A McDonald's in Shanghai, China, on February 18, 2011. (Lucas Schifres/Getty Images)
Caption
A McDonald's in Shanghai, China, on February 18, 2011. (Lucas Schifres/Getty Images)

Anyone wondering why foreign direct investment in China keeps declining — down last year at the sharpest rate since the 2008 financial crisis, according to the Financial Times — needs to look no further than the Beijing government's invidious treatment of foreign companies trying to do business there.

It's an issue that threatens to undercut what China desperately needs to pull out of its current economic doldrums (its premier, Li Keqiang, has set next year's growth rate at 7%, the lowest target in a decade and a half): more direct investment from successful and innovative non-Chinese firms, especially American firms.

Indeed, China's growing hostility to American businesses represents a major stumbling block to further economic ties between the two countries. A survey last fall by the American Chamber of Commerce in China found that 60% of American businesses feel less welcome on the mainland, and 49% say that the Chinese government has been singling out foreign-owned firms for adverse treatment.

The battle between Chinese authorities and Google, and the Chinese allegations that Apple has been price-gouging and spying on Chinese citizens using its iPhones, are well-known — as is the fact that Apple made the charges go away by agreeing to store data from its Chinese iPhone users in China, which will allow the government to spy on them instead.

But not many are aware of the even more egregious case of OSI, a food-processing firm that spent $750 million building up its Husi Food unit over two decades to serve McDonald's and other fast-food restaurants in China.

This is no fly-by-night operation. The American-based firm set up the first food processing plant in Beijing in 1991, followed by plants in Langfang and Shanghai.

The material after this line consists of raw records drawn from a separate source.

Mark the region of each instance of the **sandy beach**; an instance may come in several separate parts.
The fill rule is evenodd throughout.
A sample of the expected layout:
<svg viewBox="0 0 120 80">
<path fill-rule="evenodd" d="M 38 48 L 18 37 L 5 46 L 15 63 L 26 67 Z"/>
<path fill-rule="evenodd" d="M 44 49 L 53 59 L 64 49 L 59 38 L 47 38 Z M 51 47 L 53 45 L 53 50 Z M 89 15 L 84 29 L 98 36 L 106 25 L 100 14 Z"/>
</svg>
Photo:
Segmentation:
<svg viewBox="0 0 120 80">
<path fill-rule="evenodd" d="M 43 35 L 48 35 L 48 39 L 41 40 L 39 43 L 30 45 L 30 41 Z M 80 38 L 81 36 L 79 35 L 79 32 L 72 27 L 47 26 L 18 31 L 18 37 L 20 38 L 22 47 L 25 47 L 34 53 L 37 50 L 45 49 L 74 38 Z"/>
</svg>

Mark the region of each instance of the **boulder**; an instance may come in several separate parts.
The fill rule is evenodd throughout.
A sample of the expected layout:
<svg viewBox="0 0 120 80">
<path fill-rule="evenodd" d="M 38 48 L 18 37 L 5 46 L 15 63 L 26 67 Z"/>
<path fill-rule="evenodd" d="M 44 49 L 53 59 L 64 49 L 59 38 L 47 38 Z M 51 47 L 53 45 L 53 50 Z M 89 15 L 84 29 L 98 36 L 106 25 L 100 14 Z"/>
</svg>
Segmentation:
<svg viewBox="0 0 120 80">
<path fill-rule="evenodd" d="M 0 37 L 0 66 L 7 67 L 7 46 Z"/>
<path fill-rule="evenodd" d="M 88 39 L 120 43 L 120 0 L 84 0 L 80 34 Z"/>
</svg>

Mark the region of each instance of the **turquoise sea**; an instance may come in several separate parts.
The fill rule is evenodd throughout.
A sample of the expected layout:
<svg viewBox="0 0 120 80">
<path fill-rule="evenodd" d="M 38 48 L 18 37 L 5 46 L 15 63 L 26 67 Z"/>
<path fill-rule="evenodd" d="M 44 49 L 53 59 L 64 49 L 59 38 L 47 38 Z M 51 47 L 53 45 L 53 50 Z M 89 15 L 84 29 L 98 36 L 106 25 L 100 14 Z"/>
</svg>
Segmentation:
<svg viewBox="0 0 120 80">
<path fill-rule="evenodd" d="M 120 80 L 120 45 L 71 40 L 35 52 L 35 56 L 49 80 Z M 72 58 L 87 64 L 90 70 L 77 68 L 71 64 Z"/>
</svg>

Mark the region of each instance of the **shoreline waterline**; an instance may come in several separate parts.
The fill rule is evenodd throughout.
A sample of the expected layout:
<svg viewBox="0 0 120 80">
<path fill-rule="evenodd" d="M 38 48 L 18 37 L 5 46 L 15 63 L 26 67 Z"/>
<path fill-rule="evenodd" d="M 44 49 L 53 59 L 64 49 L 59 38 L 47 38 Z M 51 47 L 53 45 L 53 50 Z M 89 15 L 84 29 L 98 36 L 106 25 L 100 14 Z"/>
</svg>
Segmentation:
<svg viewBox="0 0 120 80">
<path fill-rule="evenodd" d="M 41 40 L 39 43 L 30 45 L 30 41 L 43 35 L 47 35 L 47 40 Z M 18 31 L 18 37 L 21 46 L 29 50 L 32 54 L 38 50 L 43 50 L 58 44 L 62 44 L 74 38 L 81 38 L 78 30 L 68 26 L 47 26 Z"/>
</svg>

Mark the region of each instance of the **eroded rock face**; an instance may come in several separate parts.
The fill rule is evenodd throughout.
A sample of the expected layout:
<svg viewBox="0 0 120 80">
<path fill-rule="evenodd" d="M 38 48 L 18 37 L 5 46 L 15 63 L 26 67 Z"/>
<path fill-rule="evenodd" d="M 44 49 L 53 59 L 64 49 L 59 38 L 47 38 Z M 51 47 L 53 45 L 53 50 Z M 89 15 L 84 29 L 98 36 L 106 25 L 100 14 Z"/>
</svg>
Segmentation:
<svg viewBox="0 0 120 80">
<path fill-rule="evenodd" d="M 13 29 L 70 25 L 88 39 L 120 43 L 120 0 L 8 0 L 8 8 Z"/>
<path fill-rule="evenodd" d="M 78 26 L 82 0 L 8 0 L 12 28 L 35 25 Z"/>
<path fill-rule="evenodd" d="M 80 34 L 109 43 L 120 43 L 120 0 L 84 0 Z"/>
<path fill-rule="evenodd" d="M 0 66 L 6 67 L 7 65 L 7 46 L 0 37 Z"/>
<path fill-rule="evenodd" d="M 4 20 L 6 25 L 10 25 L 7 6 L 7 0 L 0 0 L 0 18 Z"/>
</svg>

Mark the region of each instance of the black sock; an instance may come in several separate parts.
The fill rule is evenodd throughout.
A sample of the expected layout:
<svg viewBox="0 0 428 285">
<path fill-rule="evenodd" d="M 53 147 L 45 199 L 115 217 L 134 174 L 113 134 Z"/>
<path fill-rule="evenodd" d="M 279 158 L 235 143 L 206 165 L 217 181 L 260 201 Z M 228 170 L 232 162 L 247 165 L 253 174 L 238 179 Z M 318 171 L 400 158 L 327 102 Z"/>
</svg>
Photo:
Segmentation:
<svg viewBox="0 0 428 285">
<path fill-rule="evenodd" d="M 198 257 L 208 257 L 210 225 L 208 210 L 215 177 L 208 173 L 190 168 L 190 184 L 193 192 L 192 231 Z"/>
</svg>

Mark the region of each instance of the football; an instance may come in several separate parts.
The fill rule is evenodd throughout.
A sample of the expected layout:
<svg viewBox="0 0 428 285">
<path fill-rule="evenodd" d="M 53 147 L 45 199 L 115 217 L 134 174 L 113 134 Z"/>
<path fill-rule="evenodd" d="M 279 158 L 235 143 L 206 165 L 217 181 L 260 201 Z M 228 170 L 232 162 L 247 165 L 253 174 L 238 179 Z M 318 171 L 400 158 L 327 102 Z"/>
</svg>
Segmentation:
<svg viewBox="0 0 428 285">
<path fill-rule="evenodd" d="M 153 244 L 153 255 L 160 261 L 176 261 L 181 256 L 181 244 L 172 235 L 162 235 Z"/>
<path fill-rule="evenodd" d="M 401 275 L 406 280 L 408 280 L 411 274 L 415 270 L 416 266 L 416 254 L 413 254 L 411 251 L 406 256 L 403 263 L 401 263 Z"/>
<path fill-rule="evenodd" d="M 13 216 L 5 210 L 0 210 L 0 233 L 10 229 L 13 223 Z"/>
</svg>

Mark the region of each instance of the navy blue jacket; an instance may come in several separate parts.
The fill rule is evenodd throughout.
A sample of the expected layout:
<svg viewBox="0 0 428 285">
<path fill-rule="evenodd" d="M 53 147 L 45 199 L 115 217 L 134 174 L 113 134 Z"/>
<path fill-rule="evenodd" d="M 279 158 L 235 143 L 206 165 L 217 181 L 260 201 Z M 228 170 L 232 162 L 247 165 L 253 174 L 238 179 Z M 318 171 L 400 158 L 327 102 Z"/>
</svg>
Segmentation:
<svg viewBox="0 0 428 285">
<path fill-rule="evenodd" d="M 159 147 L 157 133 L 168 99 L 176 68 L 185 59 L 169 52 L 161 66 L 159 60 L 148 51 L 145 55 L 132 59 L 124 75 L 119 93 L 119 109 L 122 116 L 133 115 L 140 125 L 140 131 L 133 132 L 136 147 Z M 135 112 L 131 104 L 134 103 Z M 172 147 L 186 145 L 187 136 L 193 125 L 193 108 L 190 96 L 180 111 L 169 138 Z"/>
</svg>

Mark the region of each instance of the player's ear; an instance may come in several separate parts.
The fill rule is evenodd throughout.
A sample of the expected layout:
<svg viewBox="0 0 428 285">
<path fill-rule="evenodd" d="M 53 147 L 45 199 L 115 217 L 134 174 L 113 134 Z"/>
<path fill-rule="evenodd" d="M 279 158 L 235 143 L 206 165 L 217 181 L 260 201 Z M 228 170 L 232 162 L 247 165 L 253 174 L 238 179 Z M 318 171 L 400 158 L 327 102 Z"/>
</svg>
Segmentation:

In 2008, it started to provide high-quality food products to Yum Brands, whose Chinese division services 4,800 KFCs and 1,600 Pizza Huts across the country.

Then suddenly, last summer, the city's Food and Drug Administration arrested six workers in its Shanghai plant and closed the plant. A video on government-owned Dragon TV, showing workers making chicken nuggets and patties from expired meat, triggered the action.

OSI officials, however, have a very different account of what happened. They argue that the "workers" were in fact Dragon TV reporters (according to Reuters, a worker at a Shanghai employment agency actually saw an undercover reporter trying to get a job at the Husi factory).

The company further alleges that the reporters masquerading as employees even threw meat on the floor while Dragon's cameras recorded them picking it up and re-using it.

In any case, six employees were arrested and remain in jail, even though no formal charges have been brought. Another 350 employees in the Shanghai plant were laid off.

Meanwhile, OSI Group's stock took a severe hit, as did Yum Brands. So did Husi Food's reputation. Indeed, the McDonald's China division has dropped Husi as a supplier.

OSI has been working hard to get itself back into what had been one of its most important growth markets, but Shanghai authorities are determined to play hardball.

Although OSI Chairman Sheldon Lavin issued a public statement that what happened at the plant was "terribly wrong, and I am appalled," the general feeling is that OSI and Husi Food have been railroaded.

When Chinese authorities said in January that their investigation was leading them to order the destruction of "questionable products" recalled from Husi Food, OSI quickly pointed out that the recall had been entirely voluntary and that the products being destroyed never met the China Food and Drug Administration's definition of "questionable products."

In short, the OSI battle is looking like the war of intimidation that foreign firms all too often face in doing business in China these days, from charges of price gouging to food tampering.

Most give in and drop their prices or submit to the charges and pay a fine. They are aware that state-run regulatory agencies can trigger an avalanche of bad publicity that can wreck a foreign-owned business in a matter of days, as happened to Husi — and run up costs in the hundreds of millions of dollars, as happened to OSI.

China law expert Dan Harris recently testified to the U.S.-China Economic and Security Review Commission on the increasingly chilly investment climate in China. He pointed out that many U.S. firms face unfair competition by following rules concerning employment and taxes that Chinese firms routinely ignore.

In the end, however, the war on business is hurting China more than the U.S.

From 2002 to 2012, China was the country where most international business executives wanted to do direct foreign investment. In 2013, it lost top place to the United States; in 2014, confidence in China slid even further.

According to the South China Morning Post, nearly one in four American companies planning to invest $250 million or more in China have dropped or postponed plans, even though most still see the country as a future growth market and are eager to do business there.

If China intends to grow out of its enormous debt problems, it will need foreign investment. Yet by biting the hand that feeds it, in OSI's case almost literally, it's only hurting its own future.